Research Paper Volume 15, Issue 2 pp 567—582

Association of SMC4 with prognosis and immune infiltration of sarcoma

Guangyao Jiang1, , Junjie Chen2, , Yan Li1, , Jian Zhou3, , Wanchun Wang3, , Gen Wu4, , Yupeng Zhang5, ,

  • 1 Department of Orthopedics, People's Hospital of Pingchang County, Pingchang, Sichuan 636400, China
  • 2 Department of Orthopedics, Longhui People’s Hospital, Shaoyang, Hunan 422200, China
  • 3 Department of Orthopedics, The Second Xiangya Hospital, Central South University, Changsha, Hunan 410011, China
  • 4 Department of Orthopedics, The Fifth Affiliated Hospital, Southern Medical University, Guangzhou, Guangdong 510900, China
  • 5 Department of Spine Surgery, The Second Xiangya Hospital of Central South University, Changsha, Hunan 410011, China

Received: August 13, 2022       Accepted: January 23, 2023       Published: January 30, 2023      

https://doi.org/10.18632/aging.204503
How to Cite

Copyright: © 2023 Jiang et al. This is an open access article distributed under the terms of the Creative Commons Attribution License (CC BY 3.0), which permits unrestricted use, distribution, and reproduction in any medium, provided the original author and source are credited.

Abstract

Objective: This study was performed to explore the prognostic relevance of structural maintenance of chromosomes 4 (SMC4) in pan-cancer and explore the association between SMC4 and immune infiltration of sarcoma.

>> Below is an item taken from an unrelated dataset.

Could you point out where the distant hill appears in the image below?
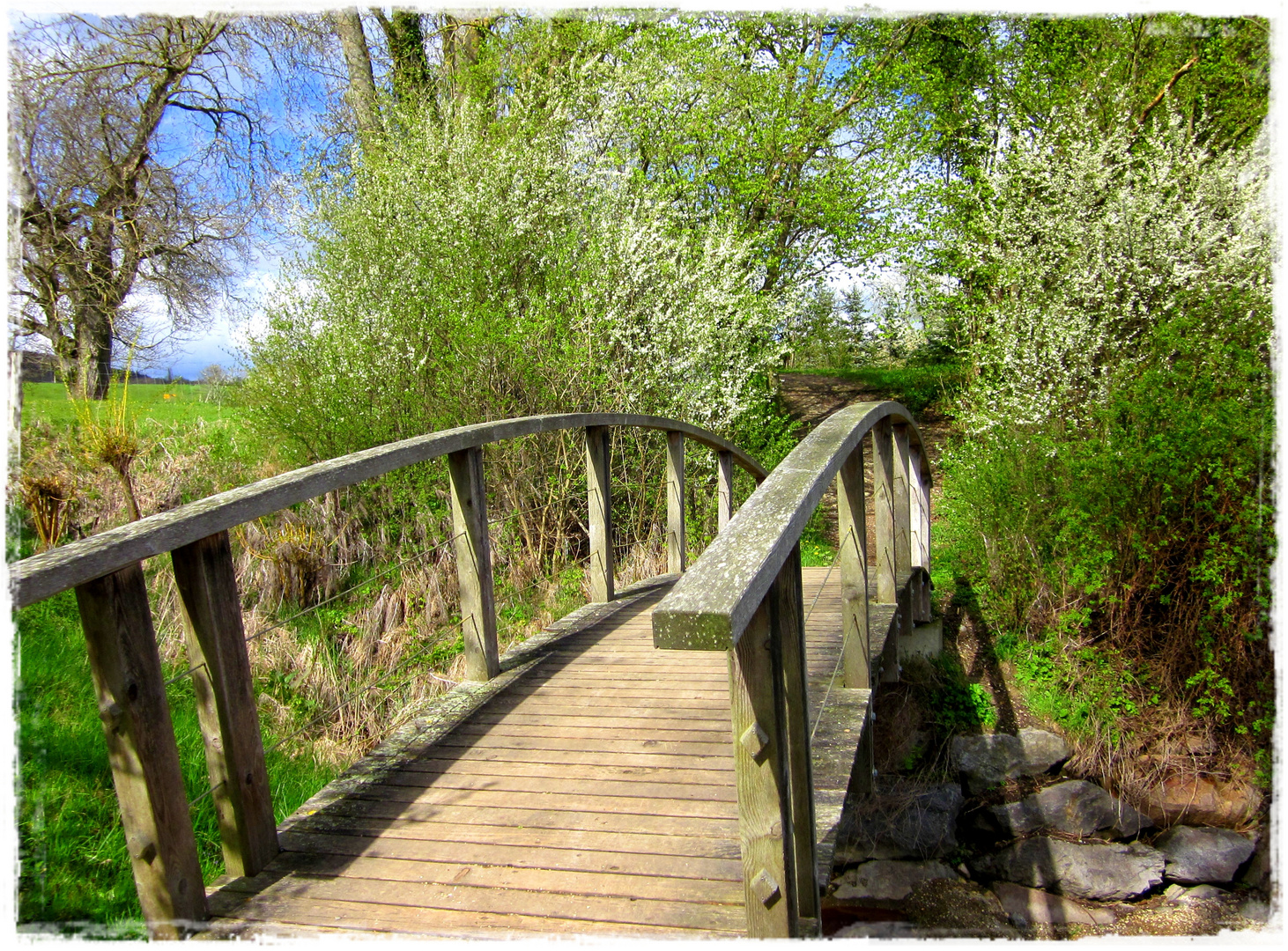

Results: Elevated expression of SMC4 was detected in cancer tissues compared to normal tissue, which was confirmed in synovial sarcoma tissues with immunohistochemistry (IHC). Additionally, higher expression of SMC4 was connected to worse outcomes of sarcoma, gastric cancer, breast cancer, liver cancer or ovarian cancer. Moreover, SMC4 was positively connected to immune cell infiltrates in sarcoma. In addition, infiltrating immune cell markers including monocyte, TAM, M1 and M2 presented different SMC4-associated immune infiltration patterns.

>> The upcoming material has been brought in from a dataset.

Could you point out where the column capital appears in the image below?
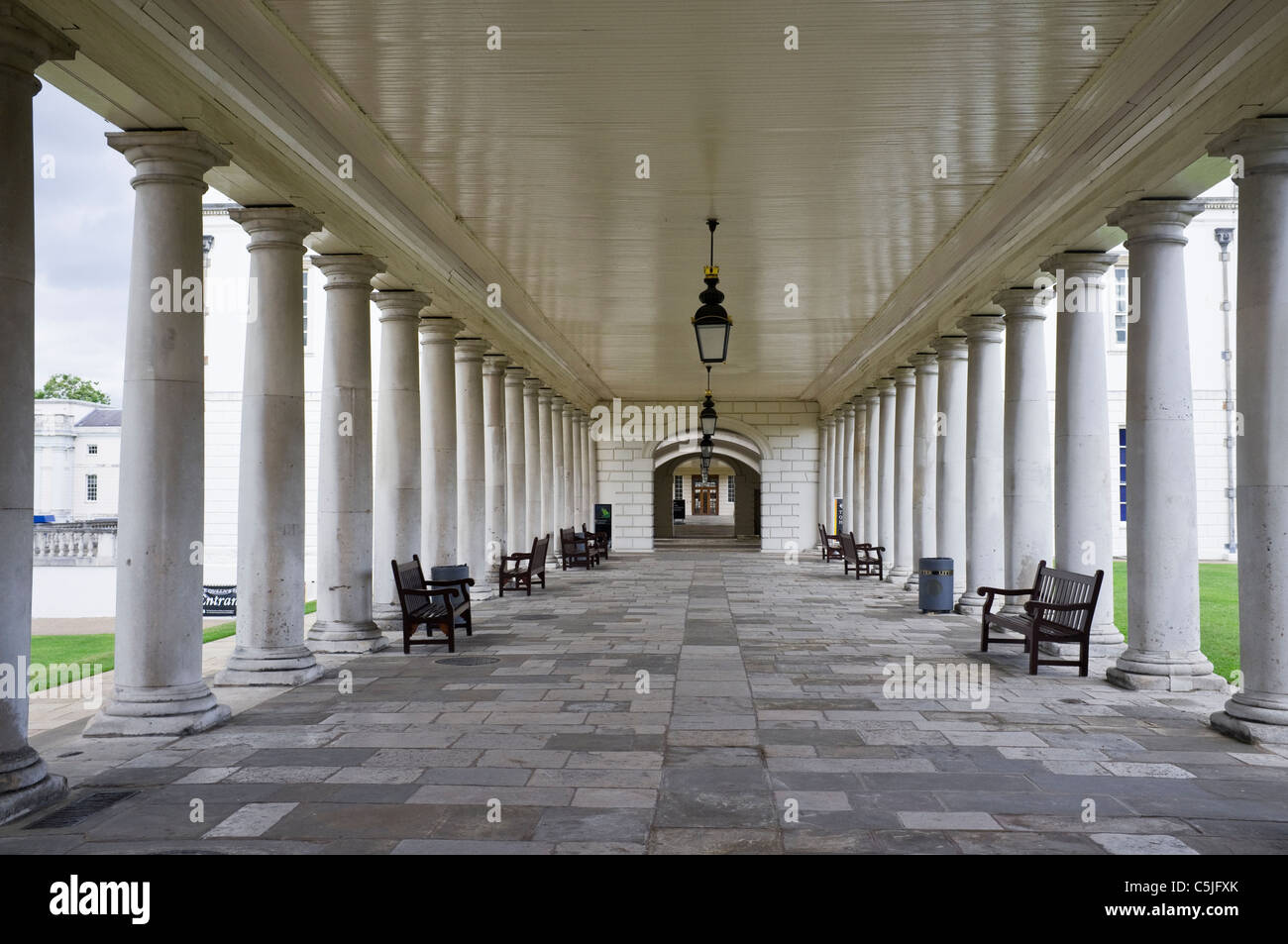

Conclusion: The results from our study showed that SMC4 was positively related to the prognosis and immunological status of sarcoma. SMC4 could be a potential biomarker for prognosis and immune cell infiltrates in sarcoma.

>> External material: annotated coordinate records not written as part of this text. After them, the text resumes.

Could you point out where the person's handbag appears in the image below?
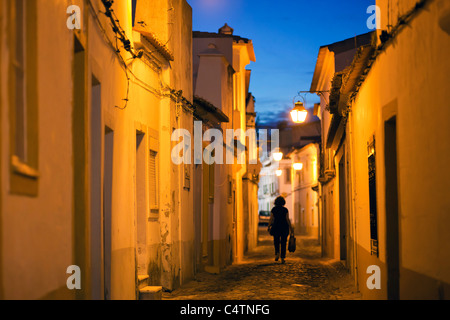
[288,234,297,252]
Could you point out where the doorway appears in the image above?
[103,127,114,300]
[90,77,104,300]
[339,155,348,266]
[384,117,400,300]
[135,131,148,275]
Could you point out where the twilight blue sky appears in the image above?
[187,0,375,123]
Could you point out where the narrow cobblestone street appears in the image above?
[163,227,360,300]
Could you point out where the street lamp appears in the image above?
[273,151,283,161]
[291,101,308,123]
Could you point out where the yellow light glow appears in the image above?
[273,152,283,161]
[291,102,308,123]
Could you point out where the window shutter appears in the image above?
[148,150,159,211]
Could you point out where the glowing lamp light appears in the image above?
[273,152,283,161]
[291,101,308,123]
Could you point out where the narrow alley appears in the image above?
[162,227,361,300]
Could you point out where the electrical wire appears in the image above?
[87,0,192,111]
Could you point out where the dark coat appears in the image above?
[270,206,290,236]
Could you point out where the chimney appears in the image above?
[219,23,234,35]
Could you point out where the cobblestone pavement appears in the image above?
[162,228,360,300]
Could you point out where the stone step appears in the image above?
[139,286,162,300]
[138,274,150,289]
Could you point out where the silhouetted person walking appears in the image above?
[268,196,294,263]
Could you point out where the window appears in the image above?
[285,168,291,184]
[7,0,38,196]
[148,150,159,213]
[228,175,233,203]
[367,137,378,256]
[131,0,137,27]
[12,0,27,163]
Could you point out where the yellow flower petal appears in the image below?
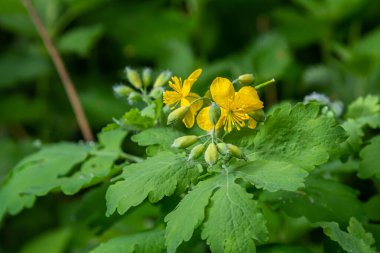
[164,91,181,106]
[182,107,195,128]
[182,69,202,97]
[248,118,257,129]
[197,106,213,132]
[233,86,264,112]
[210,77,235,110]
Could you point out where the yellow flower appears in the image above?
[164,69,203,128]
[197,77,264,132]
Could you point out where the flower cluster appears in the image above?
[163,69,274,166]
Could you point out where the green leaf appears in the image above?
[90,230,164,253]
[359,136,380,178]
[319,218,375,253]
[201,174,268,253]
[262,177,365,225]
[120,108,154,130]
[131,127,183,148]
[58,24,104,57]
[60,129,127,195]
[165,177,219,253]
[234,104,345,191]
[0,143,90,219]
[346,95,380,119]
[106,152,199,216]
[21,228,72,253]
[364,195,380,221]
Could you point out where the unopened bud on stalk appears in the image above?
[248,109,266,122]
[205,142,218,166]
[216,142,229,155]
[167,105,190,125]
[143,68,152,87]
[228,144,244,159]
[128,91,141,104]
[125,67,142,89]
[153,70,172,87]
[208,103,221,126]
[112,84,133,97]
[172,135,198,148]
[238,74,255,85]
[189,144,205,160]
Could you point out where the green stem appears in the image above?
[255,78,276,90]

Methods: Several databases including ONCOMINE, GEPIA, and Kaplan-Meier Plotter were adopted to explore the expression pattern of SMC4 in sarcoma, which was confirmed by IHC. The GEPIA and TIMER datasets were adopted to investigate the associations between SMC4 and prognosis in various cancers, especially in sarcoma.

Abbreviations

SMC4: structural maintenance of chromosomes 4; IHC: Immunohistochemistry; DEGs: Differentially expressed genes; TCGA: The Cancer Genome Atlas; GEPIA: GeneExpression Profiling Interactive Analysis; TIMER: Tumor Immune Estimation Resource; SKCM: Skin Cutaneous Melanoma; LUAD: Lung adenocarcinoma; BLCA: Bladder Urothelial Carcinoma; BRCA: Breast invasive carcinoma; READ: Rectum adenocarcinoma; CHOL: Cholangiocarcinoma; STAD: Stomach adenocarcinoma; COAD: Colon adenocarcinoma; UCEC: Uterine Corpus Endometrial Carcinoma; ESCA: Esophageal carcinoma; HNSC: Head and Neck squamous cell carcinoma; KIRC: Kidney renal clear cell carcinoma; LIHC: Liver hepatocellular carcinoma; LUSC: Lung squamous cell carcinoma; SARC: Sarcoma; ACC: Adrenocortical carcinoma; KICH: Kidney Chromophobe; KIRP: Kidney renal papillary cell carcinoma; LGG: Brain Lower Grade Glioma; PAAD: Pancreatic adenocarcinoma; PRAD: Prostate adenocarcinoma; LIHC: Liver hepatocellular carcinoma; MESO: Mesothelioma; THCA: Thyroid carcinoma; GO: Gene ontology; KEGG: Kyoto Encyclopedia of Genes and Genomes; BP: Biological process; CC: Cytoplasm for cellular components; MF: Molecular function.